8. Parenting experts
Listen up college kids, because this is where it gets good. Parenting is going to smack you right across your overly sensitive and coddled face, but in a very, very good way. You will be brought to your knees in despair and doubt, both the day you bring your baby home from the hospital and the day they move out and go to college. Friends, immediate family, books, and even total strangers are going to tell you all the time you’re doing it wrong, and you’re going to need the mental maturity and vulnerability to learn and recognize when they are actually right.
Those social causes you used to march and rally for? They don’t hold a candle to the new cause you will forever be rallying for, YOUR KID. Your intolerance for those that don’t think exactly like you will be transformed into real tolerance, as your heart grows softer and more empathetic to the struggles and stress every single parent faces at one point or another, regardless of their race, religion, sexuality, or political beliefs. You will no longer see a Christian, an atheist, a liberal, or a democrat. You will now just see another parent also walking through life with their fragile heart now beating on the scary outside of their bodies. Like you, it first beat within them, then crawled underfoot, then walked clumsily, then rode a bike, then waved goodbye as they stepped on the school bus, and then it gave you a big hug when you left it at the college dorm steps.

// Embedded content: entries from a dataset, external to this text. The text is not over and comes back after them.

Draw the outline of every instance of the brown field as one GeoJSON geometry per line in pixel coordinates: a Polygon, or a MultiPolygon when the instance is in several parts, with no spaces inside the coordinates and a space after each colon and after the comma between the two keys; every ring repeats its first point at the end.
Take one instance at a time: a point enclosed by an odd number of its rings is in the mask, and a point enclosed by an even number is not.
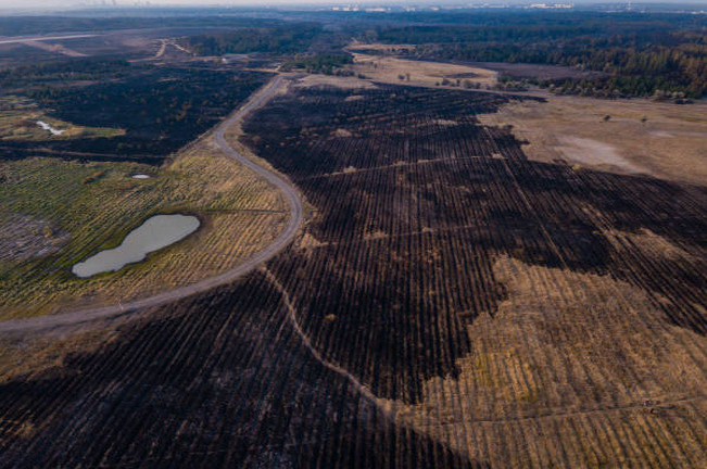
{"type": "Polygon", "coordinates": [[[14,214],[0,216],[0,242],[12,246],[27,230],[35,239],[23,248],[28,255],[0,258],[2,318],[126,302],[212,277],[267,245],[288,217],[278,192],[209,139],[156,172],[148,167],[150,179],[130,178],[146,167],[122,163],[30,159],[3,163],[0,170],[7,178],[0,200],[14,214]],[[39,193],[43,201],[36,200],[39,193]],[[199,216],[202,226],[117,272],[88,279],[71,274],[73,264],[117,245],[150,215],[176,212],[199,216]]]}
{"type": "Polygon", "coordinates": [[[547,97],[479,117],[513,125],[529,159],[702,185],[707,180],[707,104],[547,97]],[[608,122],[605,116],[610,116],[608,122]],[[645,122],[642,119],[645,118],[645,122]]]}
{"type": "Polygon", "coordinates": [[[387,84],[442,87],[441,83],[444,78],[453,83],[456,83],[458,78],[462,81],[469,80],[482,86],[493,86],[497,76],[490,69],[468,65],[412,61],[386,55],[368,55],[361,52],[353,52],[353,55],[354,64],[351,68],[354,73],[364,74],[374,81],[387,84]],[[407,79],[408,74],[409,80],[407,79]],[[400,79],[401,75],[405,76],[405,79],[400,79]]]}
{"type": "Polygon", "coordinates": [[[306,198],[302,237],[131,321],[5,341],[0,465],[707,467],[705,187],[579,128],[595,167],[536,161],[506,117],[553,101],[318,80],[229,135],[306,198]]]}

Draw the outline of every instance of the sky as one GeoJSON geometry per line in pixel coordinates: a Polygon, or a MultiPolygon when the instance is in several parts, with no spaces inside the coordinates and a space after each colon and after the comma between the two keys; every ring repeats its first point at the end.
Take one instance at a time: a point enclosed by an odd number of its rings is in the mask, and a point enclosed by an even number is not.
{"type": "MultiPolygon", "coordinates": [[[[75,9],[80,5],[88,4],[99,4],[103,0],[0,0],[0,9],[2,10],[27,10],[36,8],[53,9],[53,10],[64,10],[64,9],[75,9]]],[[[112,0],[108,0],[112,1],[112,0]]],[[[146,3],[146,0],[116,0],[117,5],[130,7],[135,3],[146,3]]],[[[251,5],[267,5],[267,4],[341,4],[341,3],[405,3],[405,4],[421,4],[421,3],[437,3],[437,4],[453,4],[453,3],[536,3],[536,2],[548,2],[548,3],[622,3],[627,1],[621,0],[149,0],[151,5],[223,5],[223,7],[251,7],[251,5]]],[[[707,0],[634,0],[634,3],[680,3],[680,4],[706,4],[707,0]]]]}

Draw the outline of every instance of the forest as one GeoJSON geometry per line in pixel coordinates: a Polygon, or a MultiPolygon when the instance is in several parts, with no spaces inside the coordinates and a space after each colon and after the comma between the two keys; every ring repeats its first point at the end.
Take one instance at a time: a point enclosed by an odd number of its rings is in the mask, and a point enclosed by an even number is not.
{"type": "Polygon", "coordinates": [[[568,65],[602,72],[553,85],[585,96],[646,97],[707,93],[707,20],[697,15],[598,13],[510,15],[471,26],[393,26],[359,38],[416,45],[400,53],[425,60],[568,65]],[[529,21],[532,18],[532,21],[529,21]]]}
{"type": "Polygon", "coordinates": [[[289,54],[304,52],[323,33],[318,24],[248,27],[228,33],[210,33],[187,38],[189,49],[200,55],[227,53],[289,54]]]}
{"type": "Polygon", "coordinates": [[[267,77],[204,65],[156,67],[83,59],[10,69],[0,73],[0,84],[17,86],[23,74],[29,79],[14,92],[50,110],[50,116],[75,125],[122,128],[125,135],[45,142],[3,140],[0,157],[61,152],[63,157],[74,154],[84,160],[151,164],[161,164],[213,127],[267,77]]]}

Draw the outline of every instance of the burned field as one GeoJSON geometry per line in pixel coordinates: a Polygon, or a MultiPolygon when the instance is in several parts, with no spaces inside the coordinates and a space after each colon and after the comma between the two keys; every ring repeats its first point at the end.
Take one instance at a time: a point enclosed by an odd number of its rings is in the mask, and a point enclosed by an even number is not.
{"type": "Polygon", "coordinates": [[[4,379],[0,465],[704,466],[707,190],[529,161],[514,99],[275,98],[300,240],[4,379]]]}

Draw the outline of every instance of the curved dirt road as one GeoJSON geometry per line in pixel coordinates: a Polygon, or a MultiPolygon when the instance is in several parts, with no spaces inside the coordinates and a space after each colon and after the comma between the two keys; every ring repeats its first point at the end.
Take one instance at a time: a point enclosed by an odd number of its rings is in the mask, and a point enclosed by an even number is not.
{"type": "Polygon", "coordinates": [[[243,105],[240,111],[232,114],[226,121],[224,121],[214,135],[214,141],[220,147],[220,149],[230,157],[238,161],[243,166],[252,169],[263,179],[270,182],[277,189],[282,191],[289,206],[290,206],[290,218],[285,226],[285,229],[273,241],[272,244],[243,262],[237,267],[227,270],[215,277],[211,277],[204,280],[201,280],[197,283],[192,283],[185,287],[179,287],[175,290],[169,290],[155,294],[153,296],[148,296],[140,300],[130,301],[123,304],[101,306],[86,309],[78,309],[70,313],[62,313],[53,316],[40,316],[36,318],[28,319],[12,319],[7,321],[0,321],[0,337],[18,334],[18,333],[29,333],[29,332],[39,332],[43,330],[50,330],[56,327],[62,326],[75,326],[83,322],[90,322],[96,319],[104,319],[113,316],[121,316],[127,313],[130,313],[134,309],[146,308],[152,306],[159,306],[165,303],[169,303],[176,300],[190,296],[195,293],[204,292],[211,290],[215,287],[230,283],[239,277],[250,272],[261,264],[274,257],[282,249],[285,249],[292,238],[296,234],[300,225],[303,219],[303,207],[300,195],[298,194],[294,187],[290,185],[287,180],[282,179],[277,174],[270,172],[269,169],[258,166],[256,163],[250,161],[236,150],[233,150],[224,138],[224,132],[228,127],[230,127],[238,119],[245,116],[249,112],[253,111],[257,106],[262,105],[263,102],[268,99],[273,93],[279,88],[282,81],[282,76],[277,76],[273,81],[270,81],[264,89],[258,91],[254,98],[252,98],[245,105],[243,105]]]}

All of it, every single second of parenting, is one big microaggression and trigger after the next. It’s going to make you question and yell and fight and demand and cry and listen and ultimately force you to take leaps of faith you never thought possible. You will need the strength and courage to accept things you vehemently disguise, and you’ll need the grace to handle circumstances that disgust you.

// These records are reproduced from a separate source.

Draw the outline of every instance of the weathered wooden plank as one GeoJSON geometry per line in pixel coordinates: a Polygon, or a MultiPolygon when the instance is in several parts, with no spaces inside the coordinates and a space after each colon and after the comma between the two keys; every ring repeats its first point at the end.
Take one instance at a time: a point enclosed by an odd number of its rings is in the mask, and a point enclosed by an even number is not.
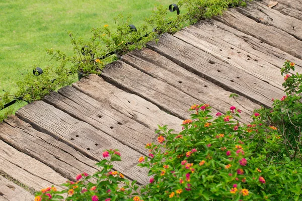
{"type": "Polygon", "coordinates": [[[147,182],[147,170],[136,166],[141,154],[91,125],[43,101],[29,104],[16,114],[36,130],[61,140],[95,160],[104,159],[104,150],[119,149],[122,160],[113,162],[115,169],[140,184],[147,182]]]}
{"type": "Polygon", "coordinates": [[[257,56],[252,57],[244,50],[232,48],[225,41],[194,26],[185,28],[174,36],[283,90],[284,79],[280,74],[280,69],[257,56]]]}
{"type": "Polygon", "coordinates": [[[283,95],[281,89],[169,34],[163,35],[157,44],[152,42],[147,46],[188,70],[255,103],[270,107],[272,97],[283,95]]]}
{"type": "Polygon", "coordinates": [[[224,12],[222,16],[213,18],[300,59],[302,59],[302,41],[283,31],[258,23],[233,9],[224,12]]]}
{"type": "MultiPolygon", "coordinates": [[[[259,2],[267,6],[270,1],[271,0],[261,0],[259,2]]],[[[283,15],[302,20],[302,2],[294,0],[278,0],[277,2],[278,4],[273,7],[272,9],[278,11],[283,15]]]]}
{"type": "Polygon", "coordinates": [[[66,86],[43,100],[84,121],[133,149],[148,156],[147,143],[157,142],[155,131],[83,93],[66,86]]]}
{"type": "Polygon", "coordinates": [[[154,104],[133,93],[128,93],[91,74],[72,84],[72,86],[105,105],[145,125],[157,130],[158,125],[168,125],[180,132],[182,120],[161,111],[154,104]]]}
{"type": "Polygon", "coordinates": [[[236,10],[259,23],[276,27],[302,40],[300,20],[283,15],[256,1],[249,3],[246,8],[238,7],[236,10]]]}
{"type": "MultiPolygon", "coordinates": [[[[192,105],[203,103],[121,61],[108,64],[102,76],[183,119],[189,118],[193,113],[188,111],[192,105]]],[[[218,111],[213,109],[212,112],[214,116],[218,111]]]]}
{"type": "Polygon", "coordinates": [[[154,77],[169,83],[180,91],[207,103],[218,111],[226,112],[231,106],[242,109],[241,121],[251,121],[252,112],[260,106],[240,96],[230,98],[231,93],[179,66],[166,57],[147,48],[132,51],[122,60],[154,77]]]}
{"type": "Polygon", "coordinates": [[[60,185],[67,180],[49,167],[2,140],[0,155],[0,170],[35,190],[52,185],[61,189],[60,185]]]}
{"type": "Polygon", "coordinates": [[[0,200],[32,201],[34,195],[0,175],[0,200]]]}
{"type": "MultiPolygon", "coordinates": [[[[194,26],[200,29],[204,36],[209,39],[219,38],[227,42],[231,49],[237,47],[244,50],[253,58],[260,58],[279,68],[288,59],[296,63],[296,72],[302,72],[302,60],[220,22],[211,20],[205,23],[197,23],[194,26]]],[[[223,48],[221,49],[222,51],[226,51],[223,48]]],[[[239,52],[237,51],[236,53],[240,54],[239,52]]]]}
{"type": "MultiPolygon", "coordinates": [[[[95,161],[49,135],[36,131],[16,117],[12,116],[5,122],[0,124],[0,139],[51,167],[68,179],[74,180],[76,176],[82,172],[92,175],[98,171],[95,161]]],[[[60,183],[58,183],[59,181],[65,181],[62,179],[57,181],[59,179],[54,172],[53,175],[49,173],[52,172],[50,170],[48,172],[41,170],[40,177],[57,184],[60,183]]]]}

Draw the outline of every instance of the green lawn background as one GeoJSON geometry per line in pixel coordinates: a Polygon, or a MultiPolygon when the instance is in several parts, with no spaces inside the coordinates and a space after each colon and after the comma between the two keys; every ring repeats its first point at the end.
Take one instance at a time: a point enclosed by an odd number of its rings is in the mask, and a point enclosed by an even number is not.
{"type": "Polygon", "coordinates": [[[0,1],[0,91],[14,91],[22,74],[38,64],[51,63],[45,49],[70,54],[67,31],[88,39],[93,27],[108,24],[122,13],[141,24],[156,4],[171,0],[1,0],[0,1]]]}

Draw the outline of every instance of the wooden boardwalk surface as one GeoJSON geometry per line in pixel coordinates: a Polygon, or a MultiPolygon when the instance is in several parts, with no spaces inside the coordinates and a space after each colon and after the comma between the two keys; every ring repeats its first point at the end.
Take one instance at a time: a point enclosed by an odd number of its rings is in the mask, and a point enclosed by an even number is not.
{"type": "Polygon", "coordinates": [[[101,77],[83,78],[0,123],[0,200],[33,200],[12,180],[37,191],[93,174],[106,149],[122,154],[116,170],[147,183],[147,170],[136,164],[147,156],[145,145],[156,141],[158,125],[180,131],[194,104],[209,104],[212,114],[235,106],[244,123],[254,109],[271,107],[283,95],[283,62],[302,72],[302,1],[269,3],[165,34],[108,64],[101,77]]]}

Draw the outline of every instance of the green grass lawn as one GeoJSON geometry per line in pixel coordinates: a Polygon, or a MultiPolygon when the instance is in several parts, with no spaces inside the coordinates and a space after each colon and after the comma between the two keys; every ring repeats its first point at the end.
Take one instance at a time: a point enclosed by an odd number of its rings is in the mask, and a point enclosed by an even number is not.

I believe in this next generation of parents, even if right now they can’t handle fake mustaches and sombreros, or scary myths and politically incorrect memes. I still have hope that just like me, the day they become a parent, is the day they really became a grown up.
You can do this young people, I know you can. Just lose the righteous attitude, will ya?
That shit will come back to haunt you when you have teenagers.